Par Khalil Zammiti
Farouche dénonciateur de l’occupation française et militant communiste, Georges Adda réfutait la solution dite des deux États. L’an 1953, donc après l’assassinat de Farhat Hached, la police le saisit, chez lui, de nuit avec sa barbe hirsute et une chemise bien salie. Son activisme politique l’emportait sur le souci du look et des habits. Conduit, sans façon, à la prison, il y retrouve Habib Achour et Ahmed Tlili. Celui-ci me confia ces détails à Paris, dans un restaurant nommé Aron où il m’avait invité.

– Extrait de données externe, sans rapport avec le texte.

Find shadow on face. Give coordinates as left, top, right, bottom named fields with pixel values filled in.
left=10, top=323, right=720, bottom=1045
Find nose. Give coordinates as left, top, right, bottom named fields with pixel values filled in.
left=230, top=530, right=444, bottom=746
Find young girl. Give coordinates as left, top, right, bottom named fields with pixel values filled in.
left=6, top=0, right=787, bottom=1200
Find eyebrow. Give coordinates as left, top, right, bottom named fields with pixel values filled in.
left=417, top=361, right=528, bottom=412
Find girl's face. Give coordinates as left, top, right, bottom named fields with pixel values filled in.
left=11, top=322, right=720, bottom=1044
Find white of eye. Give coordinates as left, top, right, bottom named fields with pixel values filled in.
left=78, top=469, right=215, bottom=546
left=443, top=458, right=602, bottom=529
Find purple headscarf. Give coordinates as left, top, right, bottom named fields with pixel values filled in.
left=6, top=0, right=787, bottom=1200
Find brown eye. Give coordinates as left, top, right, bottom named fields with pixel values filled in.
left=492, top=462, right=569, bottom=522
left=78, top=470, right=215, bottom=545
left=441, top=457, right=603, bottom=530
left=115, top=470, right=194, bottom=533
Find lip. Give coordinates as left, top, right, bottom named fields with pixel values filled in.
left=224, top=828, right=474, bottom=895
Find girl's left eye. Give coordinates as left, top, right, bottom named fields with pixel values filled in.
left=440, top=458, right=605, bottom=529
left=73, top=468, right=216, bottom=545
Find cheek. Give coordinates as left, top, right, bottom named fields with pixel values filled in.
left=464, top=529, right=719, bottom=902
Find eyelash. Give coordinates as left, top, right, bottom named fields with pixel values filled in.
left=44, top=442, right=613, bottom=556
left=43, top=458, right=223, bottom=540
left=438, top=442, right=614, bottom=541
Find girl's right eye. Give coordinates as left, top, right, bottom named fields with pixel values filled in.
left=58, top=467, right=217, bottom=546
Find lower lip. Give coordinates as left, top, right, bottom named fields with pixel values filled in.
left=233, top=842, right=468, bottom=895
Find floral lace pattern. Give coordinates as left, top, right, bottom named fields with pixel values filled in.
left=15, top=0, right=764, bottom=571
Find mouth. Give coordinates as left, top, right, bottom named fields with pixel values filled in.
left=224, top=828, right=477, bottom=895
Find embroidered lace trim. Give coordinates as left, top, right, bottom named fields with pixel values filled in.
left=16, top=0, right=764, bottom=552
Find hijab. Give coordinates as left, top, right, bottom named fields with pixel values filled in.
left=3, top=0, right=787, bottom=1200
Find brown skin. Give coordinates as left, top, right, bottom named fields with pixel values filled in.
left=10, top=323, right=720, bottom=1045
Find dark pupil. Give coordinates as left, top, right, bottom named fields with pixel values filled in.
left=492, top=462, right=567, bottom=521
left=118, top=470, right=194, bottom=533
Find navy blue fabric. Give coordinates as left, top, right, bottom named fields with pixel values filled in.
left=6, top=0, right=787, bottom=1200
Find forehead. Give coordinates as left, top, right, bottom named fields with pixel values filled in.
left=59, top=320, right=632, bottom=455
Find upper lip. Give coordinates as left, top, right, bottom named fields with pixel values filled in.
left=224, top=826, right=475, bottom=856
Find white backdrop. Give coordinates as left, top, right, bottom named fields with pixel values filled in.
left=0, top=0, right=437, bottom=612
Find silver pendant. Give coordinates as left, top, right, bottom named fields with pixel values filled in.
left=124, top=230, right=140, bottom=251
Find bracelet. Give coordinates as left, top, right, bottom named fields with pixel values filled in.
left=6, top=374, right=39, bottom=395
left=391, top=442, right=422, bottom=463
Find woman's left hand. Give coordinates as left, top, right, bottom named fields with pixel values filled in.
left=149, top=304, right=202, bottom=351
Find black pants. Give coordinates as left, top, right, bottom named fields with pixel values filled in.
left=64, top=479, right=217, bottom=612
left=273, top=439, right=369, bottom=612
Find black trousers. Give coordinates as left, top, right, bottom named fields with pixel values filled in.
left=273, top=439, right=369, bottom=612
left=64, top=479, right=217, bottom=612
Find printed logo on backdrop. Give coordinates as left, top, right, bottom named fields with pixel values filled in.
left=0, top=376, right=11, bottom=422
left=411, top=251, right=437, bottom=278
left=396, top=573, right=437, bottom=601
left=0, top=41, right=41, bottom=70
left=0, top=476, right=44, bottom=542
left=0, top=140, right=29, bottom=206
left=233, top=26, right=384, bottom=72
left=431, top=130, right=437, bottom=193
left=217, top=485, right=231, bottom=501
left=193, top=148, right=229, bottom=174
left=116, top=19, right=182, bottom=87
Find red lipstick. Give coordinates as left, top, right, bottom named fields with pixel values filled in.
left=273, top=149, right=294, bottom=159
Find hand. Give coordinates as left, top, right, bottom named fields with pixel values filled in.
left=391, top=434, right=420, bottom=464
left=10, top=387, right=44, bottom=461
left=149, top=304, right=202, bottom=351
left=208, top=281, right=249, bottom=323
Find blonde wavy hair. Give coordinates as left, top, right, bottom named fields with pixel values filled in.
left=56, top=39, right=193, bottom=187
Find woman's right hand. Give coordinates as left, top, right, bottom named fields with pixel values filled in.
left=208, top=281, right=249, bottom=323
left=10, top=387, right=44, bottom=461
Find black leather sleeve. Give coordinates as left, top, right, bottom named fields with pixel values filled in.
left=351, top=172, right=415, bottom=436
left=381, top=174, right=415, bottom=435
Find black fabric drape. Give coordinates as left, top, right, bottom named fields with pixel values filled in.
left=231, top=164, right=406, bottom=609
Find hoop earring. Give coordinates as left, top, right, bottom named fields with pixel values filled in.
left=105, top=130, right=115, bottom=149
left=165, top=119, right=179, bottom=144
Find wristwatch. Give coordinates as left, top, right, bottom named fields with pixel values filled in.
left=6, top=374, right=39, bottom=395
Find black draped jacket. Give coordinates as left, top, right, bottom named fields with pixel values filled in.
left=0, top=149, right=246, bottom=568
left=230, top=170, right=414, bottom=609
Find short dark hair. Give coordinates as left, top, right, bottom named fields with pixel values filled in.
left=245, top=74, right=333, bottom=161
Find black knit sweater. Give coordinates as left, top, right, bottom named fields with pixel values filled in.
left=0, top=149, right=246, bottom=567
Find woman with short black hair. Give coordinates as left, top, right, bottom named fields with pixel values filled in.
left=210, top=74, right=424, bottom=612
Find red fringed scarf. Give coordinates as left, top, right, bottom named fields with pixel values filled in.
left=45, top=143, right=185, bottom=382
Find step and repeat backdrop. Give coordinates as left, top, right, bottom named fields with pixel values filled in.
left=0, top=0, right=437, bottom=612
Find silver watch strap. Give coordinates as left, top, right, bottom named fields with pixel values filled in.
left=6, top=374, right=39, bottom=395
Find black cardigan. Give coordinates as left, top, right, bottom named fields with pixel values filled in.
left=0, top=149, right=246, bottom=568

Pour George Adda, l’indigné par l’invasion de la Palestine, les israéliens, étrangers aux territoires occupés, doivent retourner aux pays d’Europe, d’Asie et d’Afrique d’où ils provenaient. Ce fut, au début, la position de Maxime Rodinson. Mais des années plus tard, lors d’une réunion tenue par l’AISLF, je l’entends modifier sa conviction. Une fois son intervention achevée je lui dis : « Mais tu as changé ! ». Il me répond : «Hé oui, je t’en parlerai au repas ».
Selon ce fin connaisseur de la région et de ses langues anciennes, voici la raison de sa reconsidération. À la longue, il ne s’agissait plus d’une offensive encore susceptible de rétrogradation. Il n’est plus question de biffer, maintenant, une société bel et bien consolidée. Les frontières eurent à voir avec la guerre et aucun espace réservé à un État privilégié ne tomba du ciel étoilé.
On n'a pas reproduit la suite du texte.